Reflection on The Reginald F Lewis Museum The Reginald F Lewis Museum of Maryland African American History and Culture that is in Baltimore city, was opened in 2005 and it devoted to the struggles and hardships that African-Americans of Maryland had been through. The museum is filed with quotes and saying that gave me a small hint of how it might have felt to be an African American at that time and place. And as I wandered around the galleries, I was presented with how race, ethnicity, biological features and even gender played a role in huge discrimination and mistreating of African American. The first gallery was mostly presenting how African-Americans had strong self-determination to rebuild what they have lost in almost 200 years of slavery.
From families to even businesses and communities. And the last gallery focused about the ancient cultural traditions and skills in music, art, dance, sculpture, storytelling and literature that was brought by African slaves. The second gallery is called “Discover The Labor That Built a Nation in Building Maryland, Building America”. It was presenting who the labors that were taught to African-Americans through slavery is now being used as skills to build a better life for the African-Americans in this nation. Slavery impacted on the economy by working for plantation owners in the south. And thus the numbers of slaves were fast increasing because of the rise of King Cotton in the lower south. and also because of the increase in the tobacco markets. Racism and mistreating was also toward others at that time.
For example, kids where taught that brown eyed people are inferior to blue eyed people even if they were still called whites.
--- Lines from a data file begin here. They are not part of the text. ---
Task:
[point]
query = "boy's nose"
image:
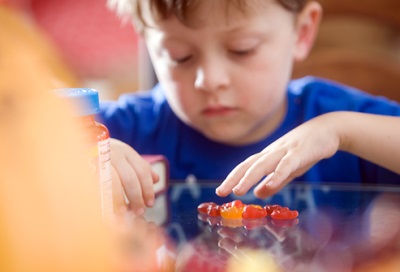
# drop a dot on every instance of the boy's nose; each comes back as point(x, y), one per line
point(211, 77)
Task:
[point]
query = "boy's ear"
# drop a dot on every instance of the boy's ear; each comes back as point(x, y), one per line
point(307, 29)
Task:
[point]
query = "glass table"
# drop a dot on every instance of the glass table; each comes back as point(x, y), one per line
point(340, 227)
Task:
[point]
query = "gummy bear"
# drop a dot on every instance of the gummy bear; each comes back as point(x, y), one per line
point(253, 211)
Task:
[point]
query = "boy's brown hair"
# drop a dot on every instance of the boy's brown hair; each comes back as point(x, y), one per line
point(181, 8)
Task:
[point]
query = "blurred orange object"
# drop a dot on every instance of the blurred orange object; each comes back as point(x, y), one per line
point(25, 48)
point(50, 217)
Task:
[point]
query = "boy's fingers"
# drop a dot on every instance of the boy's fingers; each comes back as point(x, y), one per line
point(262, 167)
point(131, 184)
point(235, 176)
point(145, 177)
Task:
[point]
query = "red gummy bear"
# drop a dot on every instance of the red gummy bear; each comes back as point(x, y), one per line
point(253, 211)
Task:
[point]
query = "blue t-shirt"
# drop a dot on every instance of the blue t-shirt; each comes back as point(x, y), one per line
point(145, 121)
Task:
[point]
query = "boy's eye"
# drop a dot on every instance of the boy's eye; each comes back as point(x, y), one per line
point(183, 59)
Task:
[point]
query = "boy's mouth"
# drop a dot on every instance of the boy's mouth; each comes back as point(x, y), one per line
point(218, 111)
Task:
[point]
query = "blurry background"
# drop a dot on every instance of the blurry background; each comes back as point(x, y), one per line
point(358, 44)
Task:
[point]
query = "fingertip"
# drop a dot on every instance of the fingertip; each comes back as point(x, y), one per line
point(150, 202)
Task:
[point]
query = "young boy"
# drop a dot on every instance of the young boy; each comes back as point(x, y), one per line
point(225, 96)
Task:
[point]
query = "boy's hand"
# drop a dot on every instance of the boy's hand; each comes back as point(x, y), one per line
point(134, 174)
point(288, 157)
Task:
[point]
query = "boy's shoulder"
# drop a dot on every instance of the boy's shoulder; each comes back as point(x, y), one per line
point(323, 95)
point(312, 84)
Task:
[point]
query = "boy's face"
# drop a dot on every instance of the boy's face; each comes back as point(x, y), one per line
point(227, 75)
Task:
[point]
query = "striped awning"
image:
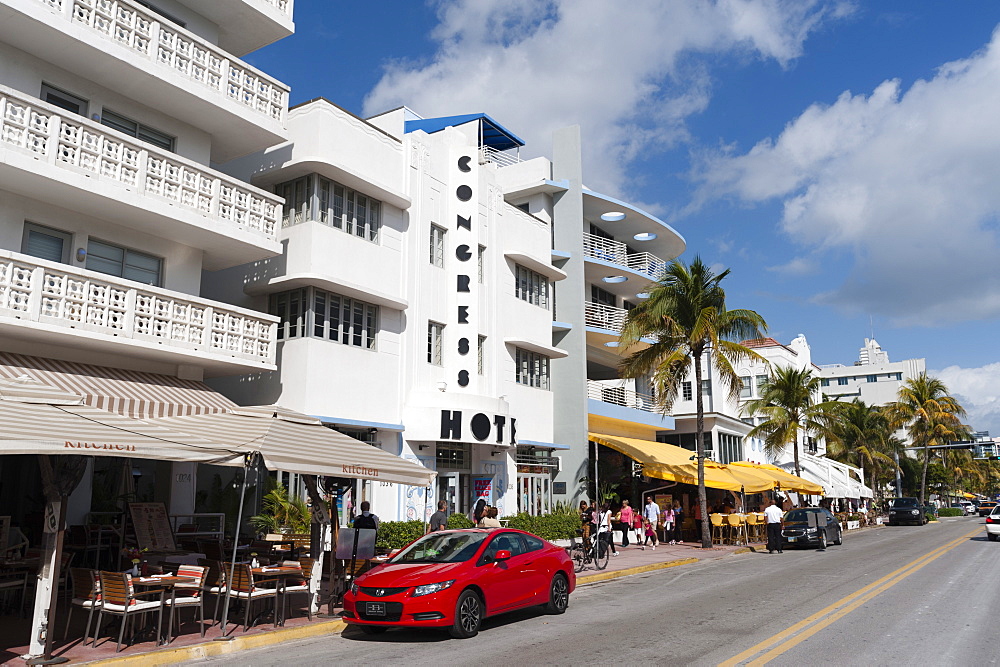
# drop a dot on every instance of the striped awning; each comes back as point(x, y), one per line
point(298, 443)
point(38, 419)
point(131, 393)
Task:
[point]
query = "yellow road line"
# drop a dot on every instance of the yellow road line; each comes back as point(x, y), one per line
point(867, 592)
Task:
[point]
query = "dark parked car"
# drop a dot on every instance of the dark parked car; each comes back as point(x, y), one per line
point(800, 531)
point(906, 510)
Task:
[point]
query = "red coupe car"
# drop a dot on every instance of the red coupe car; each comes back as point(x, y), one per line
point(453, 579)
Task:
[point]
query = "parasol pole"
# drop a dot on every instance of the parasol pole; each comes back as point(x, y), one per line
point(249, 461)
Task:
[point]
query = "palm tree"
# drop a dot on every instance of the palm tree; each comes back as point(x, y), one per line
point(864, 438)
point(788, 400)
point(929, 415)
point(687, 320)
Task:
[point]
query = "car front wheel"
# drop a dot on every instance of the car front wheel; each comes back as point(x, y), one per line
point(558, 594)
point(468, 616)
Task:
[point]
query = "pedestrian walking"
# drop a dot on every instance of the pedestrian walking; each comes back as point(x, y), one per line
point(773, 515)
point(649, 534)
point(439, 520)
point(668, 525)
point(604, 530)
point(625, 516)
point(678, 535)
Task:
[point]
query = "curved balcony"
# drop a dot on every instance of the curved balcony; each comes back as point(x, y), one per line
point(123, 46)
point(52, 155)
point(46, 302)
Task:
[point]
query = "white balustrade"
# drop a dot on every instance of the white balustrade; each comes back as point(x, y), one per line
point(56, 294)
point(616, 252)
point(620, 395)
point(148, 35)
point(605, 317)
point(65, 140)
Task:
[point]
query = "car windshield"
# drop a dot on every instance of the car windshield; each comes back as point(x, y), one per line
point(800, 515)
point(441, 548)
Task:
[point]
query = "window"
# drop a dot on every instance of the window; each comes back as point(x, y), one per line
point(481, 356)
point(531, 287)
point(123, 262)
point(336, 206)
point(532, 369)
point(296, 206)
point(437, 246)
point(64, 100)
point(746, 390)
point(137, 130)
point(46, 243)
point(321, 314)
point(597, 295)
point(344, 320)
point(435, 335)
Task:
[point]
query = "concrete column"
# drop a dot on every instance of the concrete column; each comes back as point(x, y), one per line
point(569, 374)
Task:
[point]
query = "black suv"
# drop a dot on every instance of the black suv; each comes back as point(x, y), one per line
point(798, 532)
point(906, 510)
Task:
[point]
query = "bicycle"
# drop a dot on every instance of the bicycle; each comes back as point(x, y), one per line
point(597, 552)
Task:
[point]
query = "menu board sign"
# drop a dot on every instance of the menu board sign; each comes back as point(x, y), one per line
point(152, 526)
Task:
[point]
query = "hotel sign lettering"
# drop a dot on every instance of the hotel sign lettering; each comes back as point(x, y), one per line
point(500, 429)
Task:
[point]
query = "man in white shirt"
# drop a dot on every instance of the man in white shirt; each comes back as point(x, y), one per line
point(773, 515)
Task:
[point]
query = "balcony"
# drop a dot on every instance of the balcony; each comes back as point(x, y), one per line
point(60, 158)
point(600, 316)
point(46, 302)
point(620, 396)
point(125, 47)
point(616, 252)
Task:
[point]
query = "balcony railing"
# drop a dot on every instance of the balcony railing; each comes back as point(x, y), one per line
point(499, 158)
point(620, 396)
point(144, 33)
point(79, 300)
point(616, 252)
point(605, 317)
point(66, 140)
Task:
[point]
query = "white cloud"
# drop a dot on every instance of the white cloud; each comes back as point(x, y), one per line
point(978, 389)
point(615, 68)
point(906, 181)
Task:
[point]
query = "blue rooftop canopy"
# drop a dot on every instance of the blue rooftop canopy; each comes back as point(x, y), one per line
point(491, 133)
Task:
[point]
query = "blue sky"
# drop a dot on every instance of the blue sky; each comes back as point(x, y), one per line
point(842, 158)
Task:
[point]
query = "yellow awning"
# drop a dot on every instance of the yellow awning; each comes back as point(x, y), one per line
point(784, 479)
point(675, 464)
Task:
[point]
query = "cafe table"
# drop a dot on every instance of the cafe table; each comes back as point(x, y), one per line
point(169, 583)
point(280, 574)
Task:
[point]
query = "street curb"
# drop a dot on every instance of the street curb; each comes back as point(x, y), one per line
point(606, 576)
point(213, 648)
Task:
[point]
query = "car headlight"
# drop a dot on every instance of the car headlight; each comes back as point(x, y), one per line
point(427, 589)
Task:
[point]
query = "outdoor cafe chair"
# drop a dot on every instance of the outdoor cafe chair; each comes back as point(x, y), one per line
point(306, 585)
point(118, 598)
point(85, 586)
point(188, 595)
point(244, 588)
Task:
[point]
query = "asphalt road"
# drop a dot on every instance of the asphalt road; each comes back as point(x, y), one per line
point(889, 596)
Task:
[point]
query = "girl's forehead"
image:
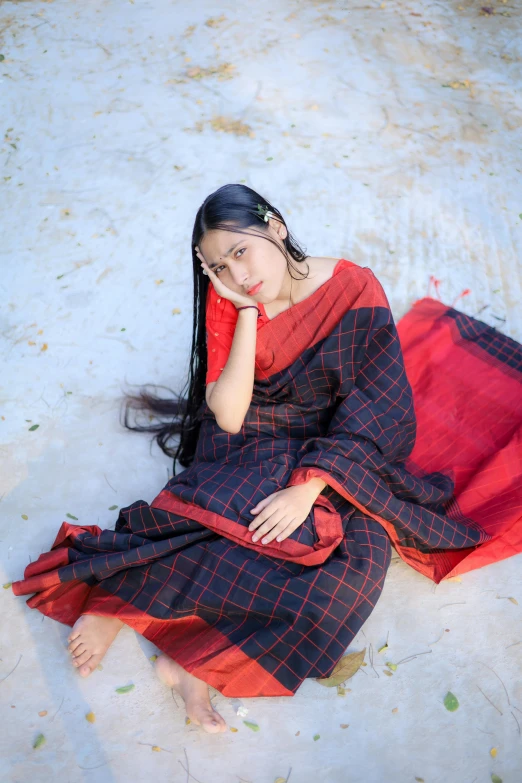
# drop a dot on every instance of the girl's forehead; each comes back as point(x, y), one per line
point(218, 244)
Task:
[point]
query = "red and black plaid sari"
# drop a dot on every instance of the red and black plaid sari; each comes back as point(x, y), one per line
point(432, 468)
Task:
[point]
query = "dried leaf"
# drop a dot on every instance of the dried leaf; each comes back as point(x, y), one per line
point(345, 668)
point(451, 702)
point(125, 689)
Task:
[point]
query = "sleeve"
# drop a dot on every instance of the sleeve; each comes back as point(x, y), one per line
point(373, 425)
point(221, 319)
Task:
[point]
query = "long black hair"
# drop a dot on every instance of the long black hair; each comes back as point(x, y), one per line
point(233, 207)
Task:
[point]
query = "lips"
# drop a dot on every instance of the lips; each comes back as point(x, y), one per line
point(255, 289)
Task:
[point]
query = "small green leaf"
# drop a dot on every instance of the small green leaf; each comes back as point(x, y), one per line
point(451, 702)
point(344, 669)
point(125, 689)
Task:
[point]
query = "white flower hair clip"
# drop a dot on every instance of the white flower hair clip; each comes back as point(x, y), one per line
point(264, 212)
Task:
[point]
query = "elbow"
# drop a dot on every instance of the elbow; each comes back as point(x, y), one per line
point(232, 427)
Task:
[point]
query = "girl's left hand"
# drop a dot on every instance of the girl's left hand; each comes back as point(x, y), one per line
point(282, 512)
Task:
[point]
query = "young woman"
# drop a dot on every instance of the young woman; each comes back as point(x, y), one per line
point(255, 567)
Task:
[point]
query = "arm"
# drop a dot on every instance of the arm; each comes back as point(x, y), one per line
point(229, 397)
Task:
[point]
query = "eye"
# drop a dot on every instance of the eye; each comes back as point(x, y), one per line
point(216, 271)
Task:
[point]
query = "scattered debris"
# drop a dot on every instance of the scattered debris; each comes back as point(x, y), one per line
point(39, 741)
point(345, 668)
point(451, 702)
point(125, 689)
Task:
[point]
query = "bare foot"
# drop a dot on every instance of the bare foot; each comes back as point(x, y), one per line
point(194, 693)
point(90, 639)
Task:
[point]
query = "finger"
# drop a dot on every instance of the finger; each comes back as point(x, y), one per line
point(265, 513)
point(288, 530)
point(276, 531)
point(256, 509)
point(267, 526)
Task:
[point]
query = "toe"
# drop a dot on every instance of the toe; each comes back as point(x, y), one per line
point(212, 721)
point(73, 635)
point(82, 658)
point(74, 644)
point(87, 668)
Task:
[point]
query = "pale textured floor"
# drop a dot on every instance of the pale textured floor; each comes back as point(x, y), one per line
point(344, 118)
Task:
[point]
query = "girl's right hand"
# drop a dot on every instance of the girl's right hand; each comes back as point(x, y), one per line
point(222, 290)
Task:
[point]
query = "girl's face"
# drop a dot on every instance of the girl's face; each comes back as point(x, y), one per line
point(241, 261)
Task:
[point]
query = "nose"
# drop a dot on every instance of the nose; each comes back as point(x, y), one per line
point(239, 274)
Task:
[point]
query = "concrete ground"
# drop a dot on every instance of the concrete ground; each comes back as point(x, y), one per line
point(388, 134)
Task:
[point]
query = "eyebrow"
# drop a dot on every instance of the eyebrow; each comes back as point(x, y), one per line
point(211, 266)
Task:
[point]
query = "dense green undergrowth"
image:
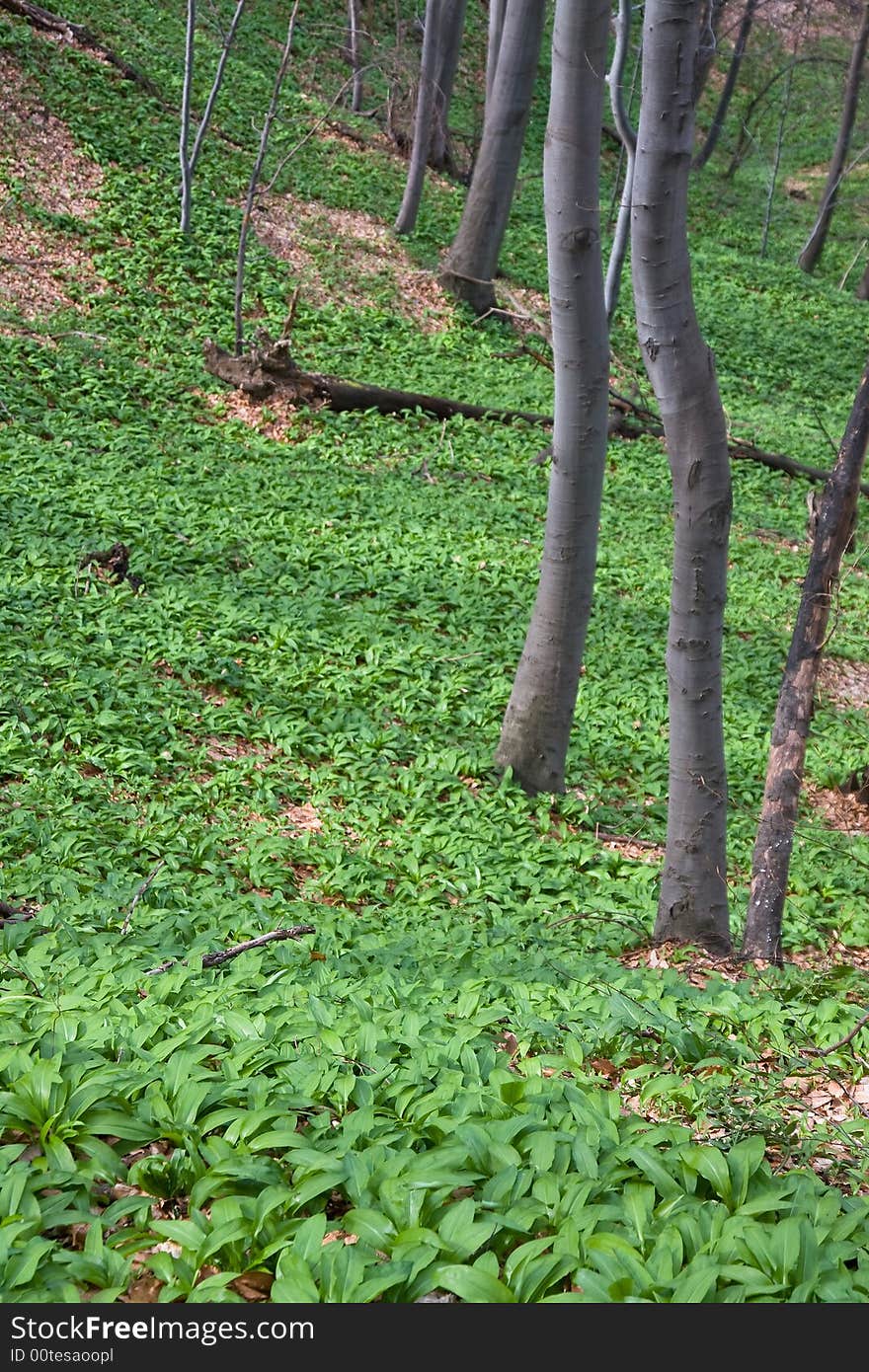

The social functional approach was mostly used at that time when it comes to African-Americans. Even after they become free from slavery, they were continued to be mistreated. They were a huge impact on the economic and sociologic world.
Since they were the workers and they were also the ones who organized their own organizations at that time. In conclusion, this museum presented slavery from different approaches and even showed that mistreatment was something that even the whites themselves had experienced. Yet it if a fact that no matter how much mistreatment people had encountered, it was not close to what African-Americans had felt.